The Continual Struggle: The American Freedom Movement and the Seeds of Social Change by artist Brian Washington, on view at The George W. Bush Presidential Center in Dallas

Date/Time

January 17, 2022 to March 27, 2022

Location

George W. Bush Presidential Center View map
2943 SMU Boulevard,
Dallas, TX, 75205

Additional Information

Description

Making its debut on Martin Luther King Jr. Day, Monday, January 17, the George W. Bush Presidential Center hosts the 25-piece exhibit The Continual Struggle: The American Freedom Movement and the Seeds of Social Change by artist Brian Washington. On view in Freedom Hall at the George W. Bush Presidential Library and Museum. The exhibit is made possible by the generous support of presenting sponsor, The Boeing Company.

The collection—13 years in the making—documents all phases of the civil rights movement, a pivotal time in America’s ongoing fight to eliminate segregation and other forms of race-based disenfranchisement. The exhibit uses visual art as a way of educating, storytelling, powerfully recalling an era of protests against injustice and inequality.

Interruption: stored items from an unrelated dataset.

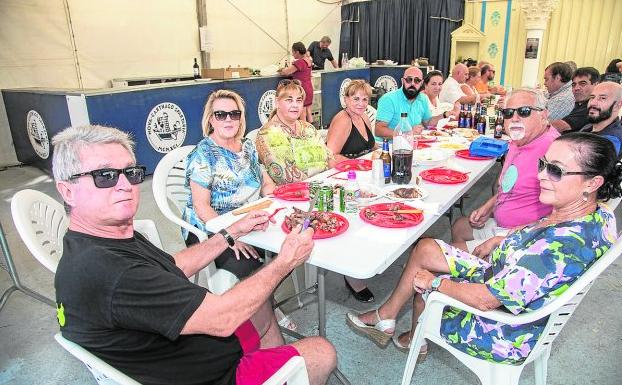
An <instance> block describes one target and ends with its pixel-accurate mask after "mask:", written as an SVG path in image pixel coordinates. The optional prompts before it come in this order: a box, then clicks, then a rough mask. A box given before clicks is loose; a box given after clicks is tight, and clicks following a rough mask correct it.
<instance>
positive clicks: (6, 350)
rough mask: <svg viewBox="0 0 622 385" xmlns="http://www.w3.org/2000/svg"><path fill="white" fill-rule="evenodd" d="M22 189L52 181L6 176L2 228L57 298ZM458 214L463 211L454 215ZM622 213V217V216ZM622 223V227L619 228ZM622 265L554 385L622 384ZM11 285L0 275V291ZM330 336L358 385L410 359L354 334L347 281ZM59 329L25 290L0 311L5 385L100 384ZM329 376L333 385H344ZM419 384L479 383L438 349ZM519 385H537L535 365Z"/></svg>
mask: <svg viewBox="0 0 622 385" xmlns="http://www.w3.org/2000/svg"><path fill="white" fill-rule="evenodd" d="M492 180H493V176H488V177H486V178H483V179H482V180H481V181H479V182H478V183H477V184H476V185H475V186H474V188H473V189H472V190H471V191H470V198H469V199H468V200H467V204H466V206H467V207H466V208H465V212H470V211H471V210H472V209H473V208H475V207H477V206H479V205H480V204H481V203H482V202H483V200H485V199H487V198H488V197H489V196H490V185H491V183H492ZM24 188H33V189H37V190H40V191H43V192H45V193H47V194H50V195H51V196H53V197H55V198H57V199H58V195H57V194H56V191H55V189H54V187H53V183H52V181H51V179H50V178H48V177H47V176H46V175H45V174H44V173H43V172H41V171H40V170H37V169H35V168H32V167H20V168H11V169H8V170H5V171H0V200H1V202H0V221H1V222H2V225H3V226H4V230H5V232H6V235H7V238H8V243H9V247H10V248H11V251H12V254H13V257H14V259H15V264H16V265H17V270H18V272H19V274H20V277H21V280H22V282H23V283H24V284H26V285H27V286H29V287H30V288H32V289H35V290H37V291H38V292H40V293H42V294H44V295H47V296H49V297H51V298H54V287H53V276H52V274H51V273H50V272H49V271H48V270H46V269H45V268H44V267H43V266H41V265H40V264H39V263H38V262H37V261H36V260H35V259H34V258H33V257H32V256H31V255H30V254H29V253H28V251H27V250H26V248H25V246H24V245H23V243H22V242H21V240H20V238H19V236H18V234H17V232H16V231H15V228H14V226H13V221H12V219H11V216H10V208H9V207H10V206H9V205H10V199H11V197H12V195H13V194H14V193H15V192H16V191H18V190H20V189H24ZM141 190H142V203H141V207H140V210H139V212H138V215H137V217H138V218H150V219H153V220H155V222H156V224H157V225H158V230H159V232H160V236H161V238H162V240H163V243H164V245H165V246H164V247H165V249H166V250H167V251H169V252H175V251H177V250H179V249H180V248H181V247H182V243H181V238H180V236H179V232H178V229H176V228H175V226H173V225H172V224H171V223H169V222H168V221H166V220H165V219H164V218H163V217H162V215H161V214H160V212H159V210H158V209H157V207H156V205H155V203H154V202H153V199H152V194H151V181H150V179H148V180H147V181H146V182H145V183H144V184H143V185H142V187H141ZM455 213H456V214H457V213H458V211H457V210H456V211H455ZM618 214H619V213H618ZM618 223H620V222H618ZM448 230H449V226H448V221H447V219H446V218H441V219H439V220H438V222H437V224H436V225H435V226H433V227H432V228H431V229H430V231H429V234H430V235H431V236H434V237H438V238H442V239H445V240H448V238H449V231H448ZM404 262H405V257H404V256H402V258H400V259H399V260H398V261H396V263H394V264H393V265H392V266H391V267H390V268H389V269H387V271H386V272H385V273H384V274H382V275H380V276H376V277H374V278H372V279H370V280H369V287H370V288H371V289H372V291H373V292H374V293H375V295H376V298H377V301H378V300H379V299H384V298H386V297H387V296H388V295H389V293H390V292H391V290H392V289H393V286H394V284H395V282H396V281H397V278H398V277H399V274H400V271H401V266H402V265H403V263H404ZM621 264H622V260H618V262H616V263H615V264H614V265H612V266H611V268H610V269H609V270H608V271H607V272H606V273H605V274H603V276H601V277H600V279H598V280H597V281H596V283H595V284H594V286H593V287H592V289H591V291H590V292H589V294H588V296H587V298H586V299H585V300H584V301H583V303H582V304H581V306H580V307H579V309H578V310H577V312H576V313H575V314H574V315H573V318H572V319H571V320H570V322H569V323H568V324H567V326H566V328H565V329H564V331H563V332H562V334H561V336H560V337H558V338H557V340H556V341H555V343H554V345H553V351H552V354H551V358H550V359H549V365H548V384H552V385H562V384H563V385H570V384H580V385H586V384H620V383H622V365H621V363H622V347H621V346H622V315H621V314H622V313H621V312H620V310H619V307H618V304H620V303H622V267H621ZM10 284H11V282H10V279H9V277H8V274H6V272H5V271H0V292H3V291H4V289H5V288H7V287H8V286H10ZM327 300H328V301H327V313H328V316H327V333H328V338H329V339H330V340H331V341H332V342H333V344H334V345H335V346H336V348H337V352H338V355H339V367H340V368H341V370H342V372H343V373H344V374H345V375H346V376H347V377H348V378H349V379H350V380H351V382H352V384H356V385H359V384H360V385H376V384H398V383H399V382H400V381H401V377H402V373H403V369H404V365H405V361H406V354H404V353H401V352H400V351H398V350H397V349H396V348H394V347H393V346H391V345H389V346H388V347H387V348H386V349H380V348H377V347H376V346H375V345H374V344H372V343H371V342H369V341H368V340H366V339H364V338H362V337H360V336H358V335H356V334H354V333H353V332H352V331H351V330H350V329H349V328H348V327H347V326H346V324H345V313H346V311H347V310H348V309H355V310H359V311H363V310H367V309H369V308H370V306H368V305H363V304H361V303H358V302H356V301H355V300H354V299H353V298H352V297H351V296H350V295H349V294H348V292H347V290H346V289H345V287H344V285H343V280H342V278H341V276H338V275H336V274H328V276H327ZM305 302H306V303H307V306H305V307H304V308H303V309H295V310H294V312H293V317H294V319H295V321H296V322H297V323H298V324H299V327H300V330H301V331H302V332H306V333H313V332H316V331H317V312H316V311H317V303H316V301H315V300H314V299H313V297H312V296H308V297H306V298H305ZM410 310H411V309H410V308H408V309H405V310H404V312H403V313H402V314H401V315H400V319H399V320H398V329H399V330H401V329H404V328H406V327H407V326H408V325H409V324H410ZM57 331H58V326H57V323H56V317H55V311H54V309H52V308H51V307H49V306H47V305H44V304H42V303H40V302H38V301H35V300H34V299H32V298H30V297H27V296H25V295H23V294H21V293H15V294H13V295H12V296H11V297H10V298H9V301H8V304H7V305H6V306H5V308H4V309H3V310H2V312H0V347H1V348H0V384H11V385H13V384H95V380H94V379H93V378H92V377H91V375H90V372H88V370H87V369H86V368H85V367H84V366H83V365H82V364H81V363H80V362H79V361H77V360H76V359H74V358H73V357H72V356H70V355H69V353H67V352H65V351H64V350H63V349H62V348H61V347H60V346H59V345H57V344H56V342H55V341H54V338H53V335H54V333H56V332H57ZM337 383H338V382H337V381H335V379H334V378H331V380H330V384H337ZM413 383H414V384H438V385H443V384H478V380H477V377H476V376H475V375H474V374H473V373H471V371H470V370H468V369H467V368H466V367H465V366H463V365H462V364H461V363H460V362H458V361H457V360H456V359H454V358H453V356H451V355H450V354H449V353H447V352H446V351H444V350H442V349H438V348H436V349H435V347H434V346H432V347H431V350H430V354H429V357H428V359H427V360H426V361H425V362H424V363H423V364H421V365H419V366H418V367H417V370H416V372H415V375H414V379H413ZM520 383H521V384H533V383H534V374H533V367H532V366H531V365H529V366H528V367H527V368H526V369H525V371H524V372H523V375H522V377H521V381H520Z"/></svg>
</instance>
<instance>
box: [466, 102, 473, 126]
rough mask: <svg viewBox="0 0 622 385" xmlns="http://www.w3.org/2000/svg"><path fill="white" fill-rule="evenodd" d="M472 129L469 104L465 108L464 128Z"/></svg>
mask: <svg viewBox="0 0 622 385" xmlns="http://www.w3.org/2000/svg"><path fill="white" fill-rule="evenodd" d="M465 128H473V114H472V113H471V104H469V105H468V106H467V115H466V127H465Z"/></svg>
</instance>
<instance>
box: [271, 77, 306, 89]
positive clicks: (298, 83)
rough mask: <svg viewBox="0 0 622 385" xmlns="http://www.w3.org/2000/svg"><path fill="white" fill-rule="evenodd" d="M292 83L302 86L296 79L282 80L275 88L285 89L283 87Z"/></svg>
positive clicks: (281, 80)
mask: <svg viewBox="0 0 622 385" xmlns="http://www.w3.org/2000/svg"><path fill="white" fill-rule="evenodd" d="M292 83H294V84H295V85H297V86H299V85H302V83H300V80H298V79H283V80H281V81H280V82H279V85H278V86H277V88H278V87H285V86H288V85H290V84H292Z"/></svg>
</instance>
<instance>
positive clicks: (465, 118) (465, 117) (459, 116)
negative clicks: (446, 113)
mask: <svg viewBox="0 0 622 385" xmlns="http://www.w3.org/2000/svg"><path fill="white" fill-rule="evenodd" d="M465 120H466V113H465V112H464V104H461V105H460V114H458V128H465V127H466V122H465Z"/></svg>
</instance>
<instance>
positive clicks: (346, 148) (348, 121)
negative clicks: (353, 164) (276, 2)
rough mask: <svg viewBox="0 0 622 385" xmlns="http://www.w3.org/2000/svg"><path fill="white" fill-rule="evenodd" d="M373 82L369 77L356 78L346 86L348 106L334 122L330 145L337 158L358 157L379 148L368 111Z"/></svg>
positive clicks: (343, 109) (338, 115)
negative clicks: (365, 80) (367, 78)
mask: <svg viewBox="0 0 622 385" xmlns="http://www.w3.org/2000/svg"><path fill="white" fill-rule="evenodd" d="M370 97H371V86H370V85H369V84H367V82H366V81H365V80H352V81H351V82H350V84H348V86H347V87H346V89H345V102H346V108H345V109H343V110H342V111H340V112H339V113H337V114H336V115H335V116H334V117H333V120H332V121H331V122H330V127H329V128H328V136H327V143H326V145H327V147H328V148H329V149H330V150H331V151H332V153H333V154H334V155H335V161H337V162H339V161H342V160H345V159H352V158H358V157H359V156H362V155H365V154H367V153H368V152H370V151H372V150H374V149H375V148H376V141H375V140H374V134H373V133H372V131H371V122H370V121H369V117H368V116H367V114H366V112H365V111H366V109H367V105H368V104H369V99H370Z"/></svg>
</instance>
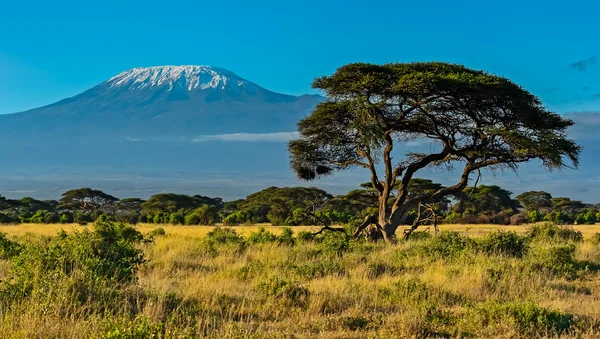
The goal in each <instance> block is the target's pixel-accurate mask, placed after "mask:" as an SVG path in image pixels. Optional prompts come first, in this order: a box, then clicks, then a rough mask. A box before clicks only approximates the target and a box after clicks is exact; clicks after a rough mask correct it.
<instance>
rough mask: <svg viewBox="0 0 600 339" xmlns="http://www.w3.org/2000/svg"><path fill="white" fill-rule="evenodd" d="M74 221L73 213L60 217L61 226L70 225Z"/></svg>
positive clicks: (70, 213) (63, 215)
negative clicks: (62, 224)
mask: <svg viewBox="0 0 600 339" xmlns="http://www.w3.org/2000/svg"><path fill="white" fill-rule="evenodd" d="M73 221H74V219H73V214H71V213H63V214H61V215H60V223H61V224H70V223H72V222H73Z"/></svg>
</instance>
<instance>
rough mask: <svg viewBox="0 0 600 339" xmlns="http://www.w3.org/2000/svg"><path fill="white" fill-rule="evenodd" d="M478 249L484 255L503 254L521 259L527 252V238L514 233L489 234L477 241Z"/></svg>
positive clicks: (527, 244) (528, 243) (528, 239)
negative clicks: (479, 250)
mask: <svg viewBox="0 0 600 339" xmlns="http://www.w3.org/2000/svg"><path fill="white" fill-rule="evenodd" d="M478 245H479V249H480V250H481V251H482V252H484V253H486V254H503V255H508V256H511V257H517V258H521V257H523V256H524V255H525V254H526V253H527V251H528V250H529V238H527V237H523V236H520V235H518V234H517V233H515V232H504V231H495V232H490V233H488V234H487V235H485V236H484V237H483V238H481V239H480V240H479V241H478Z"/></svg>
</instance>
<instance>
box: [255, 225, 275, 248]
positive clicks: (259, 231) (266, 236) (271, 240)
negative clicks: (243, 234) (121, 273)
mask: <svg viewBox="0 0 600 339" xmlns="http://www.w3.org/2000/svg"><path fill="white" fill-rule="evenodd" d="M276 240H277V236H276V235H275V234H273V233H271V232H269V231H267V230H266V229H265V228H264V227H260V228H259V229H258V231H256V232H252V233H250V235H249V236H248V242H249V243H250V244H265V243H271V242H275V241H276Z"/></svg>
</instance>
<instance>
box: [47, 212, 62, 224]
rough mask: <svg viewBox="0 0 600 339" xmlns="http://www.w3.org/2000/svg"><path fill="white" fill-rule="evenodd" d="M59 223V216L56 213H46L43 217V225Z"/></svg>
mask: <svg viewBox="0 0 600 339" xmlns="http://www.w3.org/2000/svg"><path fill="white" fill-rule="evenodd" d="M59 222H60V216H59V215H58V214H56V213H47V214H46V215H44V223H45V224H58V223H59Z"/></svg>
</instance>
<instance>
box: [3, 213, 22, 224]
mask: <svg viewBox="0 0 600 339" xmlns="http://www.w3.org/2000/svg"><path fill="white" fill-rule="evenodd" d="M19 222H21V220H19V219H18V218H13V217H11V216H10V215H8V214H6V213H0V224H15V223H19Z"/></svg>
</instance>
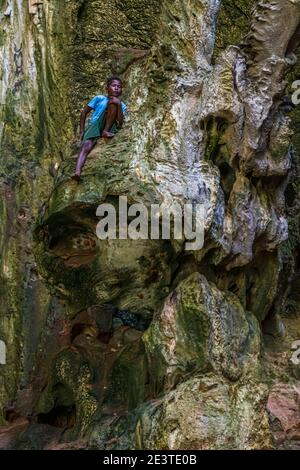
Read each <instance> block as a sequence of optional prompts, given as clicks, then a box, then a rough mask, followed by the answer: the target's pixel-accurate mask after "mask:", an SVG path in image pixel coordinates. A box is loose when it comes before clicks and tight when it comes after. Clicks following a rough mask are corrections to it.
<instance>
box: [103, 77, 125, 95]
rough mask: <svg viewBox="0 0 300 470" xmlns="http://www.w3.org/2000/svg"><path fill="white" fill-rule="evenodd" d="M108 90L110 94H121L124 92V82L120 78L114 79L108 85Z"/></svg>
mask: <svg viewBox="0 0 300 470" xmlns="http://www.w3.org/2000/svg"><path fill="white" fill-rule="evenodd" d="M107 92H108V95H109V96H116V97H118V96H120V95H121V93H122V83H121V82H119V80H113V81H112V82H111V84H110V85H109V86H108V87H107Z"/></svg>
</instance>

Brian Washington is a world-class, self-taught artist whose work mostly reflects our Nation’s struggle for equality and racial reconciliation. He’s also an award-winning attorney, arts advocate, and intellectual.

To visit, schedule your timed visit here.  Admission to The Continual Struggle is free to the public on Martin Luther King Jr. Day, Monday, January 17, 2022. After January 17, admission is included with the purchase of a ticket to visit the George W. Bush Presidential Library and Museum’s permanent exhibit on the 43rd President of the United States, which includes steel from the World Trade Center and a full-scale replica of the Oval Office. 

The Bush Center is home to the George W. Bush Presidential Library and Museum, which is operated by the National Archives and Records Administration, and the George W. Bush Institute, the nonpartisan, public policy arm of the Bush Center. The Bush Center is located on the campus of SMU in Dallas, Texas, and also includes a 15-acre park, a full-service restaurant, Café 43, and a museum store.